Машуточка, я ему (Тоне) написала жесткое письмо: помоги ему выбраться из невольной хандры, которую оно на него навеет. Я ему предлагаю два выбора: или строгую жизнь со мной и академия, или дилетантскую, разгильдяйническую жизнь с разными погрешностями… тогда пусть он не живет со мной! Я не хочу нянчиться и не хочу прощать распущенности[239]
.Несмотря на непримиримость (как узнаешь в этом и как любишь за это Валентину), ее самое смущает ее суровость, и она просит кроткую Машу смягчить действие письма…
Валентин Александрович – подросток сбивает гоголь-моголь за большим столом в нашей петербургской квартире. У него заболело горло, и ему дали два яйца. 3има, яйца в редкость. Он сбивает долго, методически. На него смотрят, упершись локтями в стол, на манер сфинксов, трое детей. Три пары чрезвычайно внимательных детских глаз.
Помню до сих пор, как хотелось попробовать этого гоголь-моголя. Сахар подсыпают… Яйца стали уже белые, загустели и разбухли на весь стакан, а он таинственно молчит и сбивает.
Поф, поф, поф, поф – приглушенный пористый звук ложечки в стакане. Конец будет ли?
Не то испытывается наше терпение – Тоша взглядывает насмешливо, не то он ждет, чтобы нас увели спать, не то хочет сделать кушанье в совершенстве.
Наконец-то перестал сбивать. Палевая масса дышит в стакане. О, торжество! Начал раскладывать на блюдечки, каждому по полной ложке. Мы запрыгали на своих местах кругом него в большой темноватой столовой. Тоша ухмыляется, хотя в стакане осталось ему не так-то много.
За все время он не проронил ни слова. Правда, у него завязано горло…
В 1885 году я помню Валентина Александровича студентом Академии художеств в Петербурге. Тогда он жил не у нас, но каждую субботу приходил к нам на Кирочную улицу с Михаилом Александровичем Врубелем[240]
и Владимиром Дмитриевичем Дервизом – своими товарищами по академии.Внешний облик Серова уже тогда сложился таким, каким он был впоследствии, каким его сейчас помнят его ученики и его друзья последних лет.
Сосредоточенная поза. Лицо рассеянное, но вдруг саркастическая улыбка, молниеносно брошенный в цель взгляд маленьких голубых глаз. Черты лица массивны, но чрезвычайно подвижны, так же как и фигура.
Недавно я видела актера Игоря Ильинского, читавшего басни Крылова.
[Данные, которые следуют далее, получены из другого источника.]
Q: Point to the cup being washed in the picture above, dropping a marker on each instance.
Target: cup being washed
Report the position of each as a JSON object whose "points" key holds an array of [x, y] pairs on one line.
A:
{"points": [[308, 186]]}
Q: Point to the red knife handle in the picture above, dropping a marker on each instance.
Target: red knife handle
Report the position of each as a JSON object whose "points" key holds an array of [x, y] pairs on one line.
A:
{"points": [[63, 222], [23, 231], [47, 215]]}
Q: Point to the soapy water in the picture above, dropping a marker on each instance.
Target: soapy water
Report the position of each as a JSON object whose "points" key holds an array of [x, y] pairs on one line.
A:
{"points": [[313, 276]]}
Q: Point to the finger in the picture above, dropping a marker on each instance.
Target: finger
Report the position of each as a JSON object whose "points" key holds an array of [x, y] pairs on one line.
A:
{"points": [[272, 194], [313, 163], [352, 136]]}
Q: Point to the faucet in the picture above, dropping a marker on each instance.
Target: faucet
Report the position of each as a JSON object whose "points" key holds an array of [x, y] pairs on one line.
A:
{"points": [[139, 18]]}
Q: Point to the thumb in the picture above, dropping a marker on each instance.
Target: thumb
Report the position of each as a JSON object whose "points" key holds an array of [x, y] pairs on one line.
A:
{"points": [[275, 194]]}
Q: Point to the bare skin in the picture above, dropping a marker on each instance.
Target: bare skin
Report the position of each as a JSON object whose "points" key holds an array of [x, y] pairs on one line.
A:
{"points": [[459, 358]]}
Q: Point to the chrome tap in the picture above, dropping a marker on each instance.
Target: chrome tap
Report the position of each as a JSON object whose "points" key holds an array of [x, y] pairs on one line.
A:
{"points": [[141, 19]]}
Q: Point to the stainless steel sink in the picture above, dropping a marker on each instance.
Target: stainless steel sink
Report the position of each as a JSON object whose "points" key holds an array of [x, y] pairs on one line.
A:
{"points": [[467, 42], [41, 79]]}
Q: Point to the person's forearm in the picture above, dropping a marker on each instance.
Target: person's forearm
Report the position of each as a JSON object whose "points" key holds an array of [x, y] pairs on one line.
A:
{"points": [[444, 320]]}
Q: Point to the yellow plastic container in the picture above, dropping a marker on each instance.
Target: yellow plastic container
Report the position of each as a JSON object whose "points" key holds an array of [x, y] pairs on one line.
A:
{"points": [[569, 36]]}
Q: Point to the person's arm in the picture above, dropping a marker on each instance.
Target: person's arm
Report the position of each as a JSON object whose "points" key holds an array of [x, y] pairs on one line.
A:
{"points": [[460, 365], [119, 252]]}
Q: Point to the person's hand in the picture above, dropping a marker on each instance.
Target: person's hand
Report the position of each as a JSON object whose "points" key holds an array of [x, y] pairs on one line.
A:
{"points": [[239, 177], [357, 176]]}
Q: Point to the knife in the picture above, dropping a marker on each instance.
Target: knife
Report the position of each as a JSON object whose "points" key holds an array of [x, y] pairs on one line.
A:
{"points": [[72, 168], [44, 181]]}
Какими-то сторонами он, не подозревая того, близко напомнил мне «неповторимого» Серова; это помогло мне, взяв некоторые из черт Ильинского «за скобки», определить внешность Валентина Александровича.
Остро воскрес голос его – мягкий и послушный, с неожиданными, сугубо красноречивыми вдруг громкими выкриками одного, двух слов, что дает какой-то российский стиль сарказму.
На похоронах художника Эжена Каррьера, в Париже в 1906 году, я видела Родена. Он был очень похож на Серова. Квадратная маленькая фигура, размер и посадка головы. И сел он на стул (он пригласил всех бывших на кладбище к себе домой) в позу, характерную для Серова: крепко уперши кулаки обеих рук в оба расставленные колена, локти наружу. Деловая поза сосредоточенного в себе человека, готового к действию, вызывающего и других своей позой на действие, как бы говорящего собеседнику: «Ну-с…» Поза естественная и складная для людей грузной комплекции, поза не из аристократических, очень индивидуальная.
Жестикулировать двумя руками одновременно, идти навстречу другу, знакомому, – с протянутыми как-то вкось обеими руками, двигать руками с легкостью и сильно – характерно для Серова во все времена его жизни.